THERE was clear evidence of the hangover effect in London's stock market yesterday, with many dealers preferring to concentrate on the post match analysis of England's defeat of the Netherlands in the European football championship finals.
The market received little help from the day's economic news. Expectations of a big increase in high street sales during May, followed by the bullish report issued last week by the British Retail Consortium, were demolished by official figures published yesterday.

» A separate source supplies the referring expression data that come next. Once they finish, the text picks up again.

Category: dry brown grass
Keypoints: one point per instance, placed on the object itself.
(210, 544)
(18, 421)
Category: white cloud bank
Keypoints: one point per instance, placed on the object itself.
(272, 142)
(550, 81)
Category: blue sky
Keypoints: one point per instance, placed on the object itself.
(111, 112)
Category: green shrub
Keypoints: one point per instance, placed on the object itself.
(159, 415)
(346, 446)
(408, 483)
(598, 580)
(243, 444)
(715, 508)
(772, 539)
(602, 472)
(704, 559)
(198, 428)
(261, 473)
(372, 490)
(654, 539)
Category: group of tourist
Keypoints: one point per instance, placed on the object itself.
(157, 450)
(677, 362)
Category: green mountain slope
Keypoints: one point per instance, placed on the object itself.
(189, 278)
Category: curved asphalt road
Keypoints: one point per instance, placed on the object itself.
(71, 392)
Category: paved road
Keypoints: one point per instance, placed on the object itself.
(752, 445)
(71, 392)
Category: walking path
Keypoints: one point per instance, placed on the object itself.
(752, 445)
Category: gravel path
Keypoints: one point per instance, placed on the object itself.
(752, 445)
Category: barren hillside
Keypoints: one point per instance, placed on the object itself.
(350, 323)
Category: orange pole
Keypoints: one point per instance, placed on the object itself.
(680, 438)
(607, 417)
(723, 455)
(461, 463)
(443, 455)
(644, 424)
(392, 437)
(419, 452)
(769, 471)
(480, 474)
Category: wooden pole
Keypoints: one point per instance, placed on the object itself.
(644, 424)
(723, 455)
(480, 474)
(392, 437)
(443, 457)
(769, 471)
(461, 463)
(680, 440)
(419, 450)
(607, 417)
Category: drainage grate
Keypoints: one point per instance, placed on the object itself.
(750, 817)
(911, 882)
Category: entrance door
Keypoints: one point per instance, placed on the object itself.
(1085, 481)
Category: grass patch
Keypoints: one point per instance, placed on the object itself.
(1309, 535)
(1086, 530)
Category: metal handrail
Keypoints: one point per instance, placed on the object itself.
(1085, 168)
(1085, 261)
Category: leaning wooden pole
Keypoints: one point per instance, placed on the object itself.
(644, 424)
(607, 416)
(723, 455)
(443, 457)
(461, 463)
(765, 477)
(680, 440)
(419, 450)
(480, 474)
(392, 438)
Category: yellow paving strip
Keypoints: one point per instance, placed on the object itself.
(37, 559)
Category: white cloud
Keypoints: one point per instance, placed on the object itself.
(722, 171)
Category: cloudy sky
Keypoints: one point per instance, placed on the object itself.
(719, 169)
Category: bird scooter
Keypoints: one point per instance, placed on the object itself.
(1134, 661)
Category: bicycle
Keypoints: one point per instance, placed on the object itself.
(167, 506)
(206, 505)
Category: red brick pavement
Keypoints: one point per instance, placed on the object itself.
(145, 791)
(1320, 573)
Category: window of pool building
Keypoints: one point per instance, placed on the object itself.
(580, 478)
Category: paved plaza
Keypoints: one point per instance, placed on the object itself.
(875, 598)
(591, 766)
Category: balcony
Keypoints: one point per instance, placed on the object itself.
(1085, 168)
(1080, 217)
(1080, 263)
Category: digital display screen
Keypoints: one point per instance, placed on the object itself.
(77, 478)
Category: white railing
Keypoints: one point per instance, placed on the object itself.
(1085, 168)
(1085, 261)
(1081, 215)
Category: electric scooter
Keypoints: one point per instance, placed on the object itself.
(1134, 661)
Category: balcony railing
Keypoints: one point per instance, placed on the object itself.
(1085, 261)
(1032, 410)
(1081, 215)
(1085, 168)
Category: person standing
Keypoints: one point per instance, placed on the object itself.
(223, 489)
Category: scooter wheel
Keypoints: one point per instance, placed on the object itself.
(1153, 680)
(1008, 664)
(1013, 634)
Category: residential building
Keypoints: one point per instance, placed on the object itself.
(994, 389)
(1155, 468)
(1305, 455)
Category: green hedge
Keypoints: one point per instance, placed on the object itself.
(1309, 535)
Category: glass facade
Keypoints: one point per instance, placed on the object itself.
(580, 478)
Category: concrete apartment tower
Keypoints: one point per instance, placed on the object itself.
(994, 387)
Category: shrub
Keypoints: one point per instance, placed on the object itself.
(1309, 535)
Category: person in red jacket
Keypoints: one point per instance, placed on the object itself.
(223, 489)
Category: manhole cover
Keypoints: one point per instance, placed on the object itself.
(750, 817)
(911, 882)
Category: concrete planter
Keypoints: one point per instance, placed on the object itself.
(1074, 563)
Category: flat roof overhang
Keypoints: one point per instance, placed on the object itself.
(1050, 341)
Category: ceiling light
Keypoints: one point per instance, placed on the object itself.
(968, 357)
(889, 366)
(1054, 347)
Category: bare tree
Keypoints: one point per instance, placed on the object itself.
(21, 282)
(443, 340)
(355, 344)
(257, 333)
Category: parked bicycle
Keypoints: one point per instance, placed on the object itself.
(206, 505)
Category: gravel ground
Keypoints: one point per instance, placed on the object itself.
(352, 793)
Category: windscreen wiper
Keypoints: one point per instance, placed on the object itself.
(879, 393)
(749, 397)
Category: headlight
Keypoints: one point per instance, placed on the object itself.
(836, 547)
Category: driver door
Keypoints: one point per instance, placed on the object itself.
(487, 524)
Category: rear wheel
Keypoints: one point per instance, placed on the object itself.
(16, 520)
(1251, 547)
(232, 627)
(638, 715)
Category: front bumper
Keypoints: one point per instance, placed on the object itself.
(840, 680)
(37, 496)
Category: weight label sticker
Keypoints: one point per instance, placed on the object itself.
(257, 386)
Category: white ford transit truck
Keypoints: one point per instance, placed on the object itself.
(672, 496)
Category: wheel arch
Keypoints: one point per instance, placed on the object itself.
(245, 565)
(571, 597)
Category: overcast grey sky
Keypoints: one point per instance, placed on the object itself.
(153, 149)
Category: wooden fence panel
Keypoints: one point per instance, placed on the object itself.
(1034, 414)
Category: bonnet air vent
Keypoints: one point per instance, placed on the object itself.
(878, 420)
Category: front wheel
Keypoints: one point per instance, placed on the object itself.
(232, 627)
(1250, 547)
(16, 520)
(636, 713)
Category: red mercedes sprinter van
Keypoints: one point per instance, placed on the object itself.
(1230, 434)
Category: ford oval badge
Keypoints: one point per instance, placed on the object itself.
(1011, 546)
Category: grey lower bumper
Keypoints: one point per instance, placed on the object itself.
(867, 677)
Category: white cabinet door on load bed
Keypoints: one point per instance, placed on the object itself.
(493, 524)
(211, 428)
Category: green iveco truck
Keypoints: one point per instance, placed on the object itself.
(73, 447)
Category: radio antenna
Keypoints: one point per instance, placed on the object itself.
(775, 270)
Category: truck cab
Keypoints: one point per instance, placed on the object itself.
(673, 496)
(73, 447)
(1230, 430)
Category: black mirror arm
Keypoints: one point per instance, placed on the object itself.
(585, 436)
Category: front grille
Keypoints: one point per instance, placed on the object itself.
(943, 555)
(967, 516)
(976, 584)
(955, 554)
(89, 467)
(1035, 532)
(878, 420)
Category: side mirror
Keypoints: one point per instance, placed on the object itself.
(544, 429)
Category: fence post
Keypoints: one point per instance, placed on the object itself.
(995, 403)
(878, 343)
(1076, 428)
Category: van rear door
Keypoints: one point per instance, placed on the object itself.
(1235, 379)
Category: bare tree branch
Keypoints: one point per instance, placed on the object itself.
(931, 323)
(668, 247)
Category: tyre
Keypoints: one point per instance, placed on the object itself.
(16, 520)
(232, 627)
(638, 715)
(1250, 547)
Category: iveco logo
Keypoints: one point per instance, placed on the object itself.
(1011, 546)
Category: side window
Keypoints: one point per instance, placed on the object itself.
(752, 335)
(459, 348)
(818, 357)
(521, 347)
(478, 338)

They stated that sales during the month actually fell by 0.1 per cent, against a consensus forecast of a rise of 0.4 per cent.
The economic news was seen by some market observers as strengthening the hand of the Chancellor of the Exchequer, Mr Kenneth Clarke, after he insisted on a quarter of a percentage point interest rate cut two weeks ago.
European markets paid scant attention to a good early showing by Wall Street, where the Dow Jones Industrial Average posted a near 40 points gain shortly after the start of trading.
A quiet trading session crawled to a close, with the FTSE 100 index ending another sport affected session a net 3.2 off at 3,753.2, bang in the middle of its recent 3,650-3,850 range.
The market's second line stocks, represented by the FTSE Mid 250 Index, performed marginally better than the leaders, with that index ending the day 0.4 higher at 4,455.1.
Commenting on the day's events, or rather the day's "non events", as one of the market's big traders put it, "with all the distractions of football, cricket and racing, we need a big shift in sentiment, which will have to be triggered by either shock economic news or a big political story". Tongue in cheek, he said the odds favoured a British political scandal as the best bet to produce a market slide.
Turnover in equities just penetrated the 700 million mark eventually reaching 703.7 million shares at the 6 p.m. count. It was boosted considerably by at least two programme trades, said to have been executed by UBS and BZW.
Activity was divided almost 50/50 between Footsie and nonFootsie stocks. The value of customer business in equities on Tuesday was £1.7 billion sterling, well down on Monday's £1.9 billion.
Equity strategists were not too disheartened by the retail sales news, pointing out that the slowdown could increase the likelihood of further interest rate cuts in Britain.